Os diferenciais de um bom vinho
O que faz um grande vinho? Viajando pelo sul do Brasil nas últimas semanas pensei muito sobre isso, sobre o que realmente cria um vinho único e diferenciado. Claro que a resposta pode ser óbvia ou até subjetiva. Mas falando sobre um vinho que surpreenda, aromas complexos e sabores únicos e inesquecíveis são características essenciais. Sem essas sensações, eles seriam ordinários.
Pensei muito sobre os locais onde são produzidos, em alguns grandes vinhos do mundo, em diversas referências para muitas uvas, e comecei a perceber que o terroir dos grandes vinhos sempre apresentaram muitas dificuldades. São climas variáveis ano após ano, quando a uva tem que lutar muito pra amadurecer o suficiente.

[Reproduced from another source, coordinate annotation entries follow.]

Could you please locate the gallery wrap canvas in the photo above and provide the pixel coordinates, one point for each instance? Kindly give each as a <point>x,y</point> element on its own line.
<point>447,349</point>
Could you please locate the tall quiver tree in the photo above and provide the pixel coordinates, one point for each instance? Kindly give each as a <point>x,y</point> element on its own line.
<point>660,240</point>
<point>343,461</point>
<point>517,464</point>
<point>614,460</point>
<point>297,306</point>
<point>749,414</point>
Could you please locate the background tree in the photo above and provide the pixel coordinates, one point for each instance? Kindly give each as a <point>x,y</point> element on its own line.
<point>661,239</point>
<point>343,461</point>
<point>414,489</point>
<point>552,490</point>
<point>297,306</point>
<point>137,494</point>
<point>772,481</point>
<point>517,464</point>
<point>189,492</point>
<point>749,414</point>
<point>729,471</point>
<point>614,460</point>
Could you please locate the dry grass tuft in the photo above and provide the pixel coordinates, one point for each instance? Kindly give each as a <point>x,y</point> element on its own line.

Um dos pontos que me levaram a essa conclusão foram os caminhos a São Joaquim (SC) e ao extremo sul, na Campanha Gaúcha (RS). Durante os últimos meses, soube que a safra foi extremamente difícil, com uma perda que beira os 70% da produção em algumas vinícolas. Tivemos um inverno quente que fez as videiras florescerem muito mais cedo que o normal. Logo depois ocorreu uma sucessão de problemas, como as chuvas em proporções gigantescas em outubro – período da floração – eliminando uma grande parte dos cachos. Em outras regiões, geadas tardias e granizo destruíram boa parte da produção.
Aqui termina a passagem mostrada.